Opposition won't seek Rousseff's impeachment

Latest: Corruption and Money Laundering.




SAO PAULO 

Brazil’s biggest opposition party has no interest in impeaching President Dilma Rousseff despite the recent street demonstrations calling for her ouster, former president Fernando Henrique Cardoso said.

Cardoso, 83, remains an influential leader in the centrist Brazilian Social Democracy Party (PSDB), said removing Rousseff so soon after she was re-elected would be destructive to Brazil’s 30-year-old democracy, especially since prosecutors have found no evidence she participated in a corruption scheme at state-run oil company Petroleo Brasileiro SA.

Nobody should want impeachment, it’s a very complex thing,” said Cardoso, who led Brazil from 1995 to 2002.

He declined to rule out impeachment if new evidence against Rousseff surfaces but said that, for now, those who are calling for it generally “don’t know” the damage it would cause or the necessary preconditions.

“You’d need to have a crime, and a political consensus in Congress as well as in the street. I don’t think that’s the situation here,” he said, adding that most other PSDB leaders think the same way. A poll released on Monday, after Cardoso spoke, showed that 60 per cent of respondents favoured impeaching Rousseff and just 19 per cent approved of her leftist government.

More than 1 million people took to the streets in dozens of cities on March 15 to protest against Rousseff in the biggest demonstrations in Brazil in 30 years.

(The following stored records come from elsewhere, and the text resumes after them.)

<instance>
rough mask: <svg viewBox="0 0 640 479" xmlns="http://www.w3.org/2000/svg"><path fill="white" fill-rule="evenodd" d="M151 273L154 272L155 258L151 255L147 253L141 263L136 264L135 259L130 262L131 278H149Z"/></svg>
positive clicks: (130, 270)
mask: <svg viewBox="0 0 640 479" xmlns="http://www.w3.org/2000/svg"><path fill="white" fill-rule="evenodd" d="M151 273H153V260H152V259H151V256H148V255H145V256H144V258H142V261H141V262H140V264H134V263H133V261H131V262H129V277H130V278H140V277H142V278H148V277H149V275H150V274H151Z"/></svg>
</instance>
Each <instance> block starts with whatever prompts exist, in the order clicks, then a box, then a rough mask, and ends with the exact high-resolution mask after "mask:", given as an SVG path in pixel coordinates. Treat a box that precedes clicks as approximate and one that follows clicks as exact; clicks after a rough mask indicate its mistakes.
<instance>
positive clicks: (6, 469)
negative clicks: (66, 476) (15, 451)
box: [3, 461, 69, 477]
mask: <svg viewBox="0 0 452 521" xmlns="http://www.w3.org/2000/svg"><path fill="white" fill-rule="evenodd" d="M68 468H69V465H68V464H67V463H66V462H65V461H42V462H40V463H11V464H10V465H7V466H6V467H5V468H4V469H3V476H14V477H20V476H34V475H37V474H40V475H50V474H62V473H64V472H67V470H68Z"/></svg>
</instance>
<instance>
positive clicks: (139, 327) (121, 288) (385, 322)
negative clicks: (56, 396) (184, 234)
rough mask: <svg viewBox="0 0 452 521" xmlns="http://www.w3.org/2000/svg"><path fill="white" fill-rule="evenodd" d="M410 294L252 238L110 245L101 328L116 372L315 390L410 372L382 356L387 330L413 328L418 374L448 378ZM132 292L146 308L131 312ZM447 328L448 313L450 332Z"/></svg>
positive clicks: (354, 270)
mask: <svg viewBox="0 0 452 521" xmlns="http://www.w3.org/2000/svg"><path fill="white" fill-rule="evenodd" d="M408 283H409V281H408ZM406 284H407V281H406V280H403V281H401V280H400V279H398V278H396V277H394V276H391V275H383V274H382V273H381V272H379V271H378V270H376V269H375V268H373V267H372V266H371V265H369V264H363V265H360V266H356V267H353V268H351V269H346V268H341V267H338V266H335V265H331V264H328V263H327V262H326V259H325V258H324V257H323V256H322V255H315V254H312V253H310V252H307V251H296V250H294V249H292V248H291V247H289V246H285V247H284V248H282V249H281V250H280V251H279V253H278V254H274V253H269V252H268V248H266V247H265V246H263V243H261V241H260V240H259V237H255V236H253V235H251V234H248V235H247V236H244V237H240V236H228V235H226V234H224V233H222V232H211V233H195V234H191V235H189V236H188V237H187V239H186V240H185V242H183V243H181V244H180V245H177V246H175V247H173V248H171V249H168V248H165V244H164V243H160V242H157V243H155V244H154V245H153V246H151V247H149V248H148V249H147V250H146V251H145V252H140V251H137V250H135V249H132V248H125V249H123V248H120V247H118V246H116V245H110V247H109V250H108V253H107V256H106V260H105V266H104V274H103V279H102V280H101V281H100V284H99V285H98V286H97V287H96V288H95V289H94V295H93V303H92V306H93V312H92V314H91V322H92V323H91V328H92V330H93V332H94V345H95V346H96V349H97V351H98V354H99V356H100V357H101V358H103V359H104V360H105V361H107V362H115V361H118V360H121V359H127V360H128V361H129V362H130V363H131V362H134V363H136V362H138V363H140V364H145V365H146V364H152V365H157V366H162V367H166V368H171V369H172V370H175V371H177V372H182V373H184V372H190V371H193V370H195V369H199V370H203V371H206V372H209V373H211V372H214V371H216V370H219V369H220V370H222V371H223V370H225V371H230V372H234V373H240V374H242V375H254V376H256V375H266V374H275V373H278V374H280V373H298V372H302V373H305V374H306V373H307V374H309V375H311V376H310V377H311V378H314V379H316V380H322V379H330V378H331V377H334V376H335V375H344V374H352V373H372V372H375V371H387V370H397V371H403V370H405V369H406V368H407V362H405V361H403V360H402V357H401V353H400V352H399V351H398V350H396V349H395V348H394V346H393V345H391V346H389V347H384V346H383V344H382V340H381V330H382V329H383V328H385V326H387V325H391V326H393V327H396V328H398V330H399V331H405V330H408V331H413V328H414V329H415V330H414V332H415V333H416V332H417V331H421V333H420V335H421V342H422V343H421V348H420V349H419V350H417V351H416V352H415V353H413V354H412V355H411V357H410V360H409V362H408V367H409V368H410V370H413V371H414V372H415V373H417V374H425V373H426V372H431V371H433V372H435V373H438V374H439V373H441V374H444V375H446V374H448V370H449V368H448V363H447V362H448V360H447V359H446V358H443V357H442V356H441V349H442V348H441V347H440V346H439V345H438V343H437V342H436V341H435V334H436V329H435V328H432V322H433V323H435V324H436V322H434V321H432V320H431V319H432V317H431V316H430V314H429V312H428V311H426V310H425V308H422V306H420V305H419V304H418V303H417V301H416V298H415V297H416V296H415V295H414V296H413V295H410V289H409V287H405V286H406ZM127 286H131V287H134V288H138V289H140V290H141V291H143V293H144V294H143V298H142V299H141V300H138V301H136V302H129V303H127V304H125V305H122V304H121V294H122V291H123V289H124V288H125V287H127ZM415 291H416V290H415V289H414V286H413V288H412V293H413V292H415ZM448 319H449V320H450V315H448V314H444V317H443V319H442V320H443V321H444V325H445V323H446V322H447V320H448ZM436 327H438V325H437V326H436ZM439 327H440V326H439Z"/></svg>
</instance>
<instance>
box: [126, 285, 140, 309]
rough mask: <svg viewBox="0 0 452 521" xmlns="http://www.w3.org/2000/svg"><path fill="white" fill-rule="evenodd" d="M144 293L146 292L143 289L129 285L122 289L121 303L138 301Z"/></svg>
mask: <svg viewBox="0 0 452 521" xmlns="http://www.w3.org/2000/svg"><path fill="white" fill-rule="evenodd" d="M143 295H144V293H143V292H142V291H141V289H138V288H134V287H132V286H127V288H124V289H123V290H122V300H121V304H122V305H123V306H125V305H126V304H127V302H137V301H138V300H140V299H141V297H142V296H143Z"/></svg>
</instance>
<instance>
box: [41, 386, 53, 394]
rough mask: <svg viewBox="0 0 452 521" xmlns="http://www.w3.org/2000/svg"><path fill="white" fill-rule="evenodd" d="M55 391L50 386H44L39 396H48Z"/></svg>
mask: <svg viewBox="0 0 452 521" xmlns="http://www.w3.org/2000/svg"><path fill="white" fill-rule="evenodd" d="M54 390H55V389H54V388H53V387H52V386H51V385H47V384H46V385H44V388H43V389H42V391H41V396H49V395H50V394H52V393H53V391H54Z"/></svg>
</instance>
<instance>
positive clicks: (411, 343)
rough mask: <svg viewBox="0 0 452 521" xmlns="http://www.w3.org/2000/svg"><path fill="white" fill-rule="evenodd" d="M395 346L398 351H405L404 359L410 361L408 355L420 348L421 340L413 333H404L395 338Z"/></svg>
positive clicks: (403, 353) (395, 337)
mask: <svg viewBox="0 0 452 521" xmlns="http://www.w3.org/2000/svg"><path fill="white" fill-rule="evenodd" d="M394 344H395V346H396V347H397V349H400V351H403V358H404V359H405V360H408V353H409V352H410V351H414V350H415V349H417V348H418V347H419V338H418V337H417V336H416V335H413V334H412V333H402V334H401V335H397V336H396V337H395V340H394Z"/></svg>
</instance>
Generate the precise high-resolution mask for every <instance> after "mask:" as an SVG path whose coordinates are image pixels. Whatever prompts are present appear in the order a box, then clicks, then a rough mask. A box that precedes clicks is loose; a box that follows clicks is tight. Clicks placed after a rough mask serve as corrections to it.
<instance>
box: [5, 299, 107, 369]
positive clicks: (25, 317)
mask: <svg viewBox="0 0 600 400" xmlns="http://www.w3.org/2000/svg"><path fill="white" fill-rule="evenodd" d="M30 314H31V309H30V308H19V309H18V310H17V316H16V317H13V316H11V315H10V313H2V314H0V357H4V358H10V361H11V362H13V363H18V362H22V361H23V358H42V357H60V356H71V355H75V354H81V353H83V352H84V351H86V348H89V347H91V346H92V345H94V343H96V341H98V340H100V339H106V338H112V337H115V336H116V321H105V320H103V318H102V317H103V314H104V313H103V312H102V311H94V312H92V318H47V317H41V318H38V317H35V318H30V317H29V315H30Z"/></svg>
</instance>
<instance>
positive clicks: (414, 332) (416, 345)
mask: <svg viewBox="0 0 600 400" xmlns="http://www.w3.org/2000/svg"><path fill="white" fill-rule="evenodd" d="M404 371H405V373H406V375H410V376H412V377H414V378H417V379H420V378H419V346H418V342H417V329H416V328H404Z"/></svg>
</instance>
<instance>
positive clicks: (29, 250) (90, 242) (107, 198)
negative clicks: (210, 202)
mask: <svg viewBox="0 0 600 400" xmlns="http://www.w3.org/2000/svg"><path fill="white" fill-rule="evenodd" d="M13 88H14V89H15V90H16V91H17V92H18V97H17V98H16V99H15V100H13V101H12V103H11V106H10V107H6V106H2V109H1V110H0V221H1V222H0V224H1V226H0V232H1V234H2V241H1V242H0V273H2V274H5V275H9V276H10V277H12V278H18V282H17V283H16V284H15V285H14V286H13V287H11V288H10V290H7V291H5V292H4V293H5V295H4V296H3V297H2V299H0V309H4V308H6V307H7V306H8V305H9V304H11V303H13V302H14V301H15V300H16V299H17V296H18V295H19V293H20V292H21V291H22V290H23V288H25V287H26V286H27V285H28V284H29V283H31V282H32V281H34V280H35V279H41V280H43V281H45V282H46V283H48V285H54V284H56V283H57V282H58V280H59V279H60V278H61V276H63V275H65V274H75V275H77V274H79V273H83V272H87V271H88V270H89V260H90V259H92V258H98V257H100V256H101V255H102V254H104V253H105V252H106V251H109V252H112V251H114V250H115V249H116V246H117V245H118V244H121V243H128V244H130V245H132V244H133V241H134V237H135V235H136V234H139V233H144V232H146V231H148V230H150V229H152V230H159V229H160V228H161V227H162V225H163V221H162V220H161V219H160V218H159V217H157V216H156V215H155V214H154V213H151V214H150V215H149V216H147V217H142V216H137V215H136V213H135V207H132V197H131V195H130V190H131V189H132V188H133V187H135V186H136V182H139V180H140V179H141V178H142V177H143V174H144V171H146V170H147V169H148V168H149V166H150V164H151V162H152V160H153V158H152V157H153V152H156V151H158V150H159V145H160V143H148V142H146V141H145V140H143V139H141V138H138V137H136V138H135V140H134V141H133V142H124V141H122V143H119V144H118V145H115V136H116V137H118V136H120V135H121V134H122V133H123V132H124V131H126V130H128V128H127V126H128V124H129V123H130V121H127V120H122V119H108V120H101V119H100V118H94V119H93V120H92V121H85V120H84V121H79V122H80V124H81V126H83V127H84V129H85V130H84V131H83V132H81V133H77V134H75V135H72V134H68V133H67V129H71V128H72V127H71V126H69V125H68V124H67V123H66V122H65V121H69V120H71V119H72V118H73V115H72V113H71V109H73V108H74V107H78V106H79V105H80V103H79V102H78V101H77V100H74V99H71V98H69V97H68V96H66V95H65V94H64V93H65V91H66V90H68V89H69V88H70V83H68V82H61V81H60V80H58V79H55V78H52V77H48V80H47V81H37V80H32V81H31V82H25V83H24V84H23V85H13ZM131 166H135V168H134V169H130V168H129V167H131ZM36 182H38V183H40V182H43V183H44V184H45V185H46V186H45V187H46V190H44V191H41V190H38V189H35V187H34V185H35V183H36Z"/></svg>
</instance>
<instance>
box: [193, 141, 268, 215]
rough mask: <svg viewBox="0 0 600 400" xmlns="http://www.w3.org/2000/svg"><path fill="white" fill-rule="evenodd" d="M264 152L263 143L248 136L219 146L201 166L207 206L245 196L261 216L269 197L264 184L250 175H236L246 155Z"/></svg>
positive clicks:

The survey firm MDA showed that 59.7 per cent of respondents favour Rousseff’s impeachment, and 68.9 per cent believe she is responsible for the corruption involving a massive kickback scheme at Petroleo Brasileiro SA.

Cardoso said, however, that Rousseff probably deserves less blame for corruption at Petrobras than her predecessor and Workers’ Party ally Luiz Inacio Lula da Silva.

Lula ran Brazil from 2003 to 2010 - the period when prosecutors say the graft was most intense - and is said to be planning a comeback in 2018, when Rousseff’s term ends.

“If anyone has more political responsibility in this case, it’s him, not her,” Cardoso said, noting that former Petrobras executives accused of orchestrating the graft were political appointees made under Lula.

He said rising popular pressure to punish those involved in the scandal would make it difficult or impossible for Rousseff to strike a political or legal deal to minimise the fallout for the dozens of companies allegedly involved in the graft.

“There’s not going to be a quick solution to this. It’s necessary for justice to prevail. That’s what society is demanding,” he said.

That means the economy probably won’t bottom out until at least late 2015 as companies postpone investments and wait to see if new Finance Minister Joaquim Levy succeeds in pushing austerity measures through Congress, he said.